I still throw them away.
Why? Because I don't have the time to wade through while they get to their point.
When writing an email message in business, don't fall in to the same trap. Business email is designed to get a result: to communicate an important fact, or to get a response.
You'll get that result better by getting to the point early, and keeping your message short.
2. Be grammatical
One feature that business communication has in common with other types of communication is standard grammar and syntax. But particularly when composing email, business people let their grammar and spelling become sloppy.
So keep your wits about you when writing email. Remember that anyone can read an email message you write, from the CEO on down, so becoming lazy with grammar and spelling may not put forward the impression you want.
And, if you are writing to a customer your lax grammar will reflect poorly on your company too!
3. Be Right
People won't care about the meeting you are throwing about the XYZ product if the product's real name ABC. They may remember your mistake though. In many areas of writing email (as in much business writing) you are practicing persuasion--asking someone to do something. If your reader doesn't trust your knowledge or your good judgement, you'll have more trouble "getting your way."
Get your facts wrong and you've at least called your judgement into question for those that don't know you. Not forever maybe, but why risk it? And, if you have a reputation for good judgement, errors in fact will at least result in requests for clarification. A series of back and forth emails will ensue. Who has time for that?
4. Be careful
Email may seem a more casual form of communication than an old-fashioned typed business letter. It has the features of immediacy, ready availability, ease of use. Remember that email has permanence too.
Microsoft, for example, was probably displeased (but not entirely surprised) when certain communications were uncovered in their U.S. Government antitrust case. These communications-email--were revealed as exhibits at the trial, showing executives at Microsoft in an unflattering light.
Surely the people writing those emails, who included the CEO Bill Gates, had not thought email was totally private? The amazing thing is that even for the computer-literate, the immediacy of email beguiles them into thinking it is also intimate. That it is a private conversation with a colleague who may also be your best friend: just like writing a letter, sealing it in an envelope that no one will open, and dropping it in the mail.
However, traveling through dozens or perhaps hundreds of computers on its way to its destination, email is not quite so private as that. So choose your words and topics with the knowledge that more than just a friend could be reading it.
5. Be proactive
Since email is easy to reply to, be proactive in asking the receiver for a response. Once you know the answer, you can make your business plans accordingly. And, wondering whether someone really did get your email after all is worrisome at best.
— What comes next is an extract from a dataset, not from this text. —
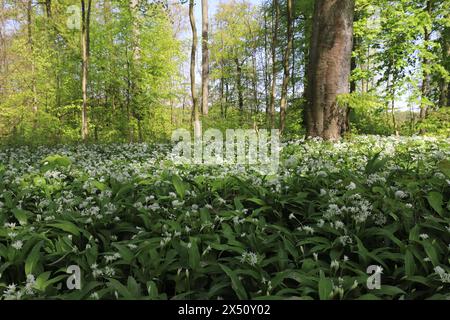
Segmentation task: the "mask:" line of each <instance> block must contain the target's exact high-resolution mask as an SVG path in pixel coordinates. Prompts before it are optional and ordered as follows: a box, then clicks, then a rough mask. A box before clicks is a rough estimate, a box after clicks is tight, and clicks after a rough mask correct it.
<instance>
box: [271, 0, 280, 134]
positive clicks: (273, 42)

When replying, most email programs will prefix a "Re:" string to the subject line, making clear to what the message refers. To get a response, just ask.
A short example email illustrating the features above:
Hello Ted,
I'm sure you recall the August 1st meeting where we discussed the proposed venture capital funding of XYZ Inc. I've finished the paperwork for the next round and would like to ask you to look it over.
That is, if you are not too busy!
If it is okay with you, could we get together today at 3PM?
Just let me know whether this time is convenient.